Mais pour rendre tout ça plus compréhensible, le plus simple est peut-être d’illustrer cette notion d’imaginaires par deux exercices que l’on peut facilement mener en entreprise. Le premier fait appel à votre culture et à vos souvenirs. Depuis l’avènement du mass-média et de la culture pop (les films, la musique, la TV, la littérature… L’imaginaire justement), nous sommes exposés à des flots d’histoires, et certaines nous ont marqué plus que d’autres. Prenez par exemple le sujet de l’intelligence artificielle qui occupe les colonnes de tous les journaux professionnels depuis l’ouverture de ChatGPT. Cette innovation ne débarque pas sur un terrain vierge : quand vous l’évoquez ou la testez, vous invoquez forcément vos imaginaires autour de cette thématique.

Faites l’expérience dans votre équipe ou votre entreprise : demandez-vous collectivement les images que provoquent les mots «intelligence artificielle». Parmi les réponses les plus populaires viendront certainement l’ordinateur rebelle HAL-9000 de 2001, L’Odyssée de l’espace ou les robots-tueurs de Terminator 2 de James Cameron. Mais d’autres références plus obscures émergeront. D’autres histoires. Ce sont les imaginaires de votre entreprise autour de cette thématique.

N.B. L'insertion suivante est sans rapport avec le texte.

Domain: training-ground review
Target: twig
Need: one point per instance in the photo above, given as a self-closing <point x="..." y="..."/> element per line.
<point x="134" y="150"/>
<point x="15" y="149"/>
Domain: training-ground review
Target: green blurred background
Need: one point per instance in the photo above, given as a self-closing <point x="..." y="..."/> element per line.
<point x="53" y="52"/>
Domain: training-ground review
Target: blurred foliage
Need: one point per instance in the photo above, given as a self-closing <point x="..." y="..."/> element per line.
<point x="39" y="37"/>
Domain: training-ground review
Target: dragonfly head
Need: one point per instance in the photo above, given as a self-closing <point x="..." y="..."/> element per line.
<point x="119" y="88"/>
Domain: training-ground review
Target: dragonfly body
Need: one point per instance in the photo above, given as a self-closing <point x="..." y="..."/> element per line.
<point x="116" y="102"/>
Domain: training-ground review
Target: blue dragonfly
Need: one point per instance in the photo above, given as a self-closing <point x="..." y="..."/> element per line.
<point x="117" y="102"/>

Un bon moyen d’échanger et de poser la question de l’impact de ceux-ci dans votre culture d’équipe. Concernant l’IA, vos imaginaires collectifs sont-ils optimistes ou négatifs ? Posez-vous donc la question.

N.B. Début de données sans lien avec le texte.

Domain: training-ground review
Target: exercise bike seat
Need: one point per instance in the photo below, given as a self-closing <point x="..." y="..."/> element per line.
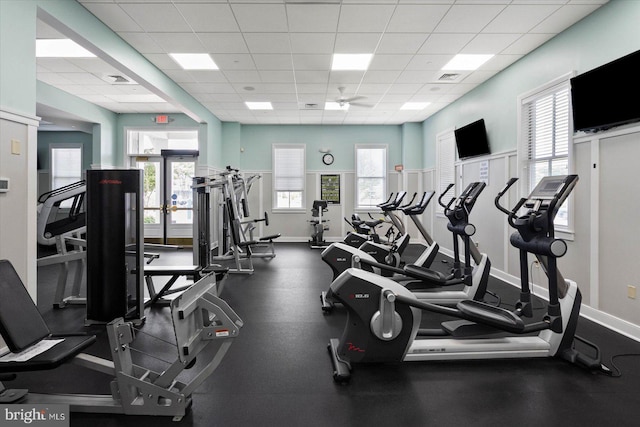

Questionner les conséquences de son travail

Autre exercice : invoquer les imaginaires permet également de questionner les conséquences de son travail, surtout quand celui-ci concerne l’innovation. Le déploiement d’outils technologiques a toujours entraîné des conséquences inattendues, parfois heureuses et parfois dramatiques, sur ses utilisateurs. Un exemple ? La popularisation des avis consommateurs a eu un impact positif important sur la santé des toxicomanes au Royaume-Uni. Pourquoi ? Le darknet a bien souvent remplacé le dealer du coin pour le trafic de cocaïne ou d’héroïne. Les commandes se passent désormais en ligne, et comme partout les consommateurs peuvent noter leurs fournisseurs. Afin d’obtenir de meilleures notes, ceux-ci sont donc contraints d’améliorer la qualité de leur produit et d’en retirer un bonne part des additifs toxiques. La drogue vendue sur le darknet est moins coupée que celle disponible dans la rue, d’où… une amélioration de la santé des consommateurs.

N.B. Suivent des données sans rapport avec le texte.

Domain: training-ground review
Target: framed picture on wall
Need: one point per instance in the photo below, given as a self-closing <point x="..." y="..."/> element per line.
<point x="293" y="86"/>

Cela vous semble tiré par les cheveux ? L’histoire du numérique est pleine de ces anecdotes, qui ont plus d’importance qu’on ne le croit. Alors, partez de ces anecdotes pour tester vos innovations : demandez à vos équipes d’imaginer les usages détournés de vos produits, de construire des histoires insolites ou dérangeantes sur la base ceux-ci. De faire marcher leurs imaginaires. Pas besoin de grands récits, des instantanés du quotidien suffisent souvent à mettre en lumière un effet indésirable ou insoupçonné d’une innovation.

Ce type d’atelier, mené par exemple avec de futurs élèves ingénieurs, révèle à la fois toute l’imagination – les imaginaires – dont ils sont capables, mais également leurs préoccupations et la façon dont un produit pourrait se confronter aux sujets sociétaux du moment. Faire appel aux imaginaires libère non seulement l’imagination, mais parfois également la parole. Alors, bullshit word, les imaginaires ? Tout dépend de la façon dont on les invoque. Mais gageons que révélés par vos équipes, ils peuvent s’avérer de grands atouts pour votre entreprise.